Among the changes Birkets fears electronic postmodernity will bring about include language erosion, a flattening of historical perspectives, and a shattered faith in institutions and grand explanatory narratives:
My core fear is that we are, as a culture, as a species, becoming shallower; turned from depth?from the unfathomable mystery?and are adapting ourselves to the ersatz security of a vast lateral connectedness. That we are giving up on wisdom, the struggle for which has for millennia been central to the very idea of culture, and that we are pledging instead to a faith in the web (p. 228).
Writing historian and hypertext author Jay David Bolter (1991) anticipates such critiques, and answers them by placing new ways of writing squarely within the realm of broader social changes.
Our culture is itself a vast writing space, a complex of symbolic structures.
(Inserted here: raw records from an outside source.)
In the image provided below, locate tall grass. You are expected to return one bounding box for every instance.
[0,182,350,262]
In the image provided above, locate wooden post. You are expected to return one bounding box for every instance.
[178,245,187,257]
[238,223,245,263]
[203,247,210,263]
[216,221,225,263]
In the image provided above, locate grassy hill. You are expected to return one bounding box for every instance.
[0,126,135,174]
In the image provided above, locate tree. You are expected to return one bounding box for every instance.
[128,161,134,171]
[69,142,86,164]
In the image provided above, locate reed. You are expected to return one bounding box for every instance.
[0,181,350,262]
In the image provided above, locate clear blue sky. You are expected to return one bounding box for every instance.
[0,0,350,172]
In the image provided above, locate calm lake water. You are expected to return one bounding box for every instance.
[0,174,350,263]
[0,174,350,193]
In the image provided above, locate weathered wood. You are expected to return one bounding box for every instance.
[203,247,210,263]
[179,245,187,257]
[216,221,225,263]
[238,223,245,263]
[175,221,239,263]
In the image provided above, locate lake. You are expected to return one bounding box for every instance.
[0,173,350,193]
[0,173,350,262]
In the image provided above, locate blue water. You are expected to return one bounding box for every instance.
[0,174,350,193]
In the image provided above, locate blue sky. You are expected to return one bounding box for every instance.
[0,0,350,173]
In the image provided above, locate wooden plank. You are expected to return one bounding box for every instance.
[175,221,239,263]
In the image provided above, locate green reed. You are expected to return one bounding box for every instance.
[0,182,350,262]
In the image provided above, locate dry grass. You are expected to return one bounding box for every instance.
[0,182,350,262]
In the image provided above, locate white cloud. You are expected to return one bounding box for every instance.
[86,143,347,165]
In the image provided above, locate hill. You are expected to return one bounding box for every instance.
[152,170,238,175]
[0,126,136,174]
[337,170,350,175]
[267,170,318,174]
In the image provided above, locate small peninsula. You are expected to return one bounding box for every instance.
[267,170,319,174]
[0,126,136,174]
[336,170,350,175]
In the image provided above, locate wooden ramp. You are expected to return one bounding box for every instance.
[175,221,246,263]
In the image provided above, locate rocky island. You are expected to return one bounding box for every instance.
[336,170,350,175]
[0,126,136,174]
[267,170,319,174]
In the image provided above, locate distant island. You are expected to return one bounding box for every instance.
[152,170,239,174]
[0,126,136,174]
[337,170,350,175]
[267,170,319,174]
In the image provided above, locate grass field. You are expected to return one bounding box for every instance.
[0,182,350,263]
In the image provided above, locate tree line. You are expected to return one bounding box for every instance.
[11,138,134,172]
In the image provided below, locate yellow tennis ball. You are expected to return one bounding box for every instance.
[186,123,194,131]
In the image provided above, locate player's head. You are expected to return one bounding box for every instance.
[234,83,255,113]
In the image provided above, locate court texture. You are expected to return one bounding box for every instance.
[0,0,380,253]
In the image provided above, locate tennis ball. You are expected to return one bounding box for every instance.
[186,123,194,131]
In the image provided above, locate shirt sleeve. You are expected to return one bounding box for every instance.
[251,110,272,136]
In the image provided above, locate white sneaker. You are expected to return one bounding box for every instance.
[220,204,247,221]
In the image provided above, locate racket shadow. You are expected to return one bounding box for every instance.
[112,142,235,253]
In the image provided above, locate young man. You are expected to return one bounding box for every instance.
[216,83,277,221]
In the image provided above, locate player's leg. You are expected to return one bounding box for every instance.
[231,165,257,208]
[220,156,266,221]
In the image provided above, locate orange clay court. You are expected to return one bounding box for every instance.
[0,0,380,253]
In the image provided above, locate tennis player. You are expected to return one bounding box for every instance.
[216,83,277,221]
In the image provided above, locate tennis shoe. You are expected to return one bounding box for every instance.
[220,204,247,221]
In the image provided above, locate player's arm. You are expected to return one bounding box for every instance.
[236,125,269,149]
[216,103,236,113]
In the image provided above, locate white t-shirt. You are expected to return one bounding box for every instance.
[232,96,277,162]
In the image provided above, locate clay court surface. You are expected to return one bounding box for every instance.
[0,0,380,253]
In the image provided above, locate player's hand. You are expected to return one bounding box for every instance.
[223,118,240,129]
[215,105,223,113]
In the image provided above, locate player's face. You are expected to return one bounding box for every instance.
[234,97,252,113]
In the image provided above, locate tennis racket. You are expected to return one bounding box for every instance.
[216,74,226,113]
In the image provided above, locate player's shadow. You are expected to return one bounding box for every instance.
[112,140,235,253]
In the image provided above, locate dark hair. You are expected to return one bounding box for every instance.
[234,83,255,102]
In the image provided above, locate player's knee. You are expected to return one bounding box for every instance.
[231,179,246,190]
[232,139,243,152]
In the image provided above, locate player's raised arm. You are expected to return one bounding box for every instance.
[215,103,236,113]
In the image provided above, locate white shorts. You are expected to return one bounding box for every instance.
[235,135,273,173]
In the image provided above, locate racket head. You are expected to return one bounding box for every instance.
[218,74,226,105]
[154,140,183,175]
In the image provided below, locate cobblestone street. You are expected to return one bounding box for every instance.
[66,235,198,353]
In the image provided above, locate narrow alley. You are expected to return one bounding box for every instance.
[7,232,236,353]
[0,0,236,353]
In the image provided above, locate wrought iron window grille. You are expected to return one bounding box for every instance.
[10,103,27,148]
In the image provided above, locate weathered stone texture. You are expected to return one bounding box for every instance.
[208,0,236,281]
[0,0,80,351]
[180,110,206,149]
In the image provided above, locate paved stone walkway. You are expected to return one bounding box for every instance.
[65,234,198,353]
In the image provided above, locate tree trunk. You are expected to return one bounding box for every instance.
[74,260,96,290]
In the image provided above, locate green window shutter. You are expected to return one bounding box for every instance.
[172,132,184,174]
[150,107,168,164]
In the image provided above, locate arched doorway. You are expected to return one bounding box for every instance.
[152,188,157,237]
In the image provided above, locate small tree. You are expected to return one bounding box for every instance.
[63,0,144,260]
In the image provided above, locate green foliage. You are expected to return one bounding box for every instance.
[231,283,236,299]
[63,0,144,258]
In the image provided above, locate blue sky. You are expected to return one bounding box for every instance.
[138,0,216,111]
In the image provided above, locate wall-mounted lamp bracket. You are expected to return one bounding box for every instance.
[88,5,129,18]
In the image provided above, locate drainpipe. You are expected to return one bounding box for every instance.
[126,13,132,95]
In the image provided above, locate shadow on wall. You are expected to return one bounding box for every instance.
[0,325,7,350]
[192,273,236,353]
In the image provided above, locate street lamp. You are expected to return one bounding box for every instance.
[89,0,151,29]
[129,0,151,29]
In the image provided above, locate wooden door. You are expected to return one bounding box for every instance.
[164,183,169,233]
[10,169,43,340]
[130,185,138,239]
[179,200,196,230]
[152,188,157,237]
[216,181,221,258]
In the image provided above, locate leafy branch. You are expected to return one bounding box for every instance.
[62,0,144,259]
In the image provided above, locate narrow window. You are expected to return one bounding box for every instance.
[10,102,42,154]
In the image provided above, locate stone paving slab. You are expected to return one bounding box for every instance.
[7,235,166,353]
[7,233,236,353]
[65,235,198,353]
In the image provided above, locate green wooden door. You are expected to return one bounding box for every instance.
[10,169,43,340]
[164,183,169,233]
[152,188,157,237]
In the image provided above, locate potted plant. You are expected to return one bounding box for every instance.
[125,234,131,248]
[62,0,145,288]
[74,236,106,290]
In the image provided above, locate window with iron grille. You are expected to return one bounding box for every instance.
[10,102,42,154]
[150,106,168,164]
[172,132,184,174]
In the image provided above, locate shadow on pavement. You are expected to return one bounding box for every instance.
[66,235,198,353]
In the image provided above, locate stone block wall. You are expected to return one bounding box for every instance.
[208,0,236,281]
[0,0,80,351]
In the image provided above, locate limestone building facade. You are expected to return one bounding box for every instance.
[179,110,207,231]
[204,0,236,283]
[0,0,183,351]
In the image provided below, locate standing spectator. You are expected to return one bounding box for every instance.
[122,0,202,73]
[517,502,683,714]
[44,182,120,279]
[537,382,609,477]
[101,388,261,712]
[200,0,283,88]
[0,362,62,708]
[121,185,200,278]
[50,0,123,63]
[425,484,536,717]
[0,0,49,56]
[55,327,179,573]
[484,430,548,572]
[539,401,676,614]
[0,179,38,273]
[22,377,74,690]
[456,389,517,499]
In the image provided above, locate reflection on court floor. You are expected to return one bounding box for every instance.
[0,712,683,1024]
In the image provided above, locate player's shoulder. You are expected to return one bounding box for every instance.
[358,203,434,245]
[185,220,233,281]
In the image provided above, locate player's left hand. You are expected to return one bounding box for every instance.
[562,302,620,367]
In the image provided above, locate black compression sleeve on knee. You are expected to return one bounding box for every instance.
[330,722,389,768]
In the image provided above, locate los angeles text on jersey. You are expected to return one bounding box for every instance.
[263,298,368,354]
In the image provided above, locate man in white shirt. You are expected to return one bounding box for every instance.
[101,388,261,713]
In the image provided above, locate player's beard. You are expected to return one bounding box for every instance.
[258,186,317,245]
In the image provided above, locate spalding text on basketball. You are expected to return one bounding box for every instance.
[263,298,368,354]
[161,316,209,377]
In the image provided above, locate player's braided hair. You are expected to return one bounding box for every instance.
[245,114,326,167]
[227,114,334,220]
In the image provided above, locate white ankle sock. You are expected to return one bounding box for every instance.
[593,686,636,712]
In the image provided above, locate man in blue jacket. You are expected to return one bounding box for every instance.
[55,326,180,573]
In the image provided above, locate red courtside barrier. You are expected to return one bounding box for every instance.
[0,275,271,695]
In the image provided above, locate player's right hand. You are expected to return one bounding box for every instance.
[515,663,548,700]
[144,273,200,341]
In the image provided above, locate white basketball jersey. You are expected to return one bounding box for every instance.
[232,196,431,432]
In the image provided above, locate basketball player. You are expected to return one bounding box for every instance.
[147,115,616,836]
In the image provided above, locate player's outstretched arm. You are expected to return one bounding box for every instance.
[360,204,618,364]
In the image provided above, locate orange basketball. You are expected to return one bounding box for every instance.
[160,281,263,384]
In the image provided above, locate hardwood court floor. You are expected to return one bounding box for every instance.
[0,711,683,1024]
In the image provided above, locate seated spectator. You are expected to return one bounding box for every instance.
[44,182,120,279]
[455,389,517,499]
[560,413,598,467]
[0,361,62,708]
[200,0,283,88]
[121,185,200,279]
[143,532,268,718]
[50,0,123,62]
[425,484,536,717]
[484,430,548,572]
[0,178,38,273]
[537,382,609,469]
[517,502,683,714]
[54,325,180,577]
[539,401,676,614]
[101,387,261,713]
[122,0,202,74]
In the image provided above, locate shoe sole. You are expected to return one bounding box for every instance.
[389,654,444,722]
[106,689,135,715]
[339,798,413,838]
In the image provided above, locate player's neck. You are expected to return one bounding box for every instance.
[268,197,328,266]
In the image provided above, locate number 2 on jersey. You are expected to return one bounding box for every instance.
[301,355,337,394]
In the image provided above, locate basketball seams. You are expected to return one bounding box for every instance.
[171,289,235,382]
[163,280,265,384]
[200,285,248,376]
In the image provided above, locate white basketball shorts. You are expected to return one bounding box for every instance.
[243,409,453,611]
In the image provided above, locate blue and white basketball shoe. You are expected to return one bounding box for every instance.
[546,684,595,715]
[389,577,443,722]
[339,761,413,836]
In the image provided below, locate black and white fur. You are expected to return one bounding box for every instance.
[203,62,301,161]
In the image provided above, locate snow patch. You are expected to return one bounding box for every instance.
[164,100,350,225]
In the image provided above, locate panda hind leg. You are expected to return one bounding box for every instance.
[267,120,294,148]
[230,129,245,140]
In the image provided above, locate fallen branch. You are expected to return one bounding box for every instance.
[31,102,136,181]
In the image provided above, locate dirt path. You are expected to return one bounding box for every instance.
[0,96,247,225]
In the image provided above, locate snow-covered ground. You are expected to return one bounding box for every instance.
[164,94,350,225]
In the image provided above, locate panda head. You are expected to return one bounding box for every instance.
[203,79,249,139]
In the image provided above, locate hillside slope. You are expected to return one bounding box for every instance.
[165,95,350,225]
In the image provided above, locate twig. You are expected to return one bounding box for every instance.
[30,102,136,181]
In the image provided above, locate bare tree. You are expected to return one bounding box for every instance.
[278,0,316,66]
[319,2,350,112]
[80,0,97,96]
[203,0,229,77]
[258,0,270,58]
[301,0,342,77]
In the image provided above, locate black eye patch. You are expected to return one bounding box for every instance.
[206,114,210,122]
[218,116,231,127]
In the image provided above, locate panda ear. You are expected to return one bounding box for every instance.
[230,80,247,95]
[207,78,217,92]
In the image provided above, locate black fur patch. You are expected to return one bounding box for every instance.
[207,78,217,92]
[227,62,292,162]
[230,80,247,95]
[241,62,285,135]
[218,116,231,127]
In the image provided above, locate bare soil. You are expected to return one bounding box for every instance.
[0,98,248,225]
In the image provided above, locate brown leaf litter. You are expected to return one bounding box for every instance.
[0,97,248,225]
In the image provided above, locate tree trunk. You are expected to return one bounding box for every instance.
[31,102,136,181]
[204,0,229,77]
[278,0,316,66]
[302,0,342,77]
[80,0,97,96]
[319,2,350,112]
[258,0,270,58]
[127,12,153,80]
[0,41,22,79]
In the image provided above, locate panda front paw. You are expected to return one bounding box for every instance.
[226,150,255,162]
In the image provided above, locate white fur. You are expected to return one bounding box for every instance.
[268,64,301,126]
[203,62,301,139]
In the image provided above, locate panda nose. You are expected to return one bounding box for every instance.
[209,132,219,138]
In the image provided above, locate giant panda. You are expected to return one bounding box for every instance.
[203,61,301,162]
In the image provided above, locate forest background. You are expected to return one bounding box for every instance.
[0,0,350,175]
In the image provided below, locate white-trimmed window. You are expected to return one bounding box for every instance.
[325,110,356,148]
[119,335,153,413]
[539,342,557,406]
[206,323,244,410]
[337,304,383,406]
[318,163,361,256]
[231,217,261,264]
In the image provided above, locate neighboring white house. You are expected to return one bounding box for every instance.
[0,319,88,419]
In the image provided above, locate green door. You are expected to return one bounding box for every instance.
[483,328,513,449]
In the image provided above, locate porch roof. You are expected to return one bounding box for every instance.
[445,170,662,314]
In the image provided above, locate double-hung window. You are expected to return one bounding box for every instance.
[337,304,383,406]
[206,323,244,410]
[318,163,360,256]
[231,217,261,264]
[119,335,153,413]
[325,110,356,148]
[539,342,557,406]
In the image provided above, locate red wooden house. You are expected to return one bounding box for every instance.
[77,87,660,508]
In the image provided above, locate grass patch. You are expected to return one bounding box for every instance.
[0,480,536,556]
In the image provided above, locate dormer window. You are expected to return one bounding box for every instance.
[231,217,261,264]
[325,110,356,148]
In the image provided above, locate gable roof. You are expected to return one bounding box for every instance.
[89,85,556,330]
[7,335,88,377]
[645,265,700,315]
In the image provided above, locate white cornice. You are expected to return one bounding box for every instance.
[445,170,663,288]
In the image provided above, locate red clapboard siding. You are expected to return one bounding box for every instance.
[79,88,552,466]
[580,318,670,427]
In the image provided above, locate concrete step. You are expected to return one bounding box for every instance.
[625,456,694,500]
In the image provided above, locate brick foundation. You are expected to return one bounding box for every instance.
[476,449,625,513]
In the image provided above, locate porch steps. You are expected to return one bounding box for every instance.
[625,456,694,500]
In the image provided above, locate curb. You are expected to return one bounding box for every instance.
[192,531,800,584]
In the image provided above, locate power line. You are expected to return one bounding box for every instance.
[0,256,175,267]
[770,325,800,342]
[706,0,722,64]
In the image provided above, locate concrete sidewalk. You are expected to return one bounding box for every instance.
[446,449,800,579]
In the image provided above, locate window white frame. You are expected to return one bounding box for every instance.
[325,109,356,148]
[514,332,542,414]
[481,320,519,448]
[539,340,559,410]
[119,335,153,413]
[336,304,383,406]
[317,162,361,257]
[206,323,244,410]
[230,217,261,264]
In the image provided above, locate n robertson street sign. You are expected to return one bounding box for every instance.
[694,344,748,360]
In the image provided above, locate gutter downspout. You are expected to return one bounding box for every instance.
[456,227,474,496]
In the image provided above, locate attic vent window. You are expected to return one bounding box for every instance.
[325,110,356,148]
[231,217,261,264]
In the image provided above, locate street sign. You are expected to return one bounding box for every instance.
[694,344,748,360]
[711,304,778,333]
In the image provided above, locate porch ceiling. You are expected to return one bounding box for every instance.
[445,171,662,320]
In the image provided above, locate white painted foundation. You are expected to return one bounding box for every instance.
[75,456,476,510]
Just as we write our minds, we can say that we write the culture in which we live. And just as our culture is moving from the printed book to the computer, it is also in the final stages of the transition from a hierarchical social order to what we might call a "network culture."...Our culture of interconnections both reflects and is reflected in our new technology of writing. With all these transitions, the making and breaking of social links, people are beginning to function as elements in a hypertextual network of affiliations. Our whole society is taking on the provisional character of a hypertext (p. 232-233)
Bolter admits that reading will change dramatically, but feels that this will serve the new society well:
The computer is an ideal writing space for our networked society, because it permits every form of reading and writing from the most passive to the most active. A large group of users (perhaps the largest) will use the resources of the machine to shop, read the weather report, and play fantastic video games under the rubric of virtual reality. There will be a large market for the electronic equivalents of how-to books and interactive romances, science fiction, and the other genres. Small groups will read and write "serious" interactive fiction and non-fiction. Tiny networks of scholars will conduct esoteric studies in ancient and modern literature and languages. Hundreds or thousands of different interest groups from fundamentalist religion to space exploration will publish and read each other's messages and hypertexts?on commercial, academic, or governmental communication networks. Government and business will produce electronic documents by the billions....In the world of electronic writing, there will be no texts that everyone must read. There will only be texts that more or fewer readers choose to examine in more or less detail. The idea of the great, inescapable book belongs to the age of print that is now passing (p. 238/240).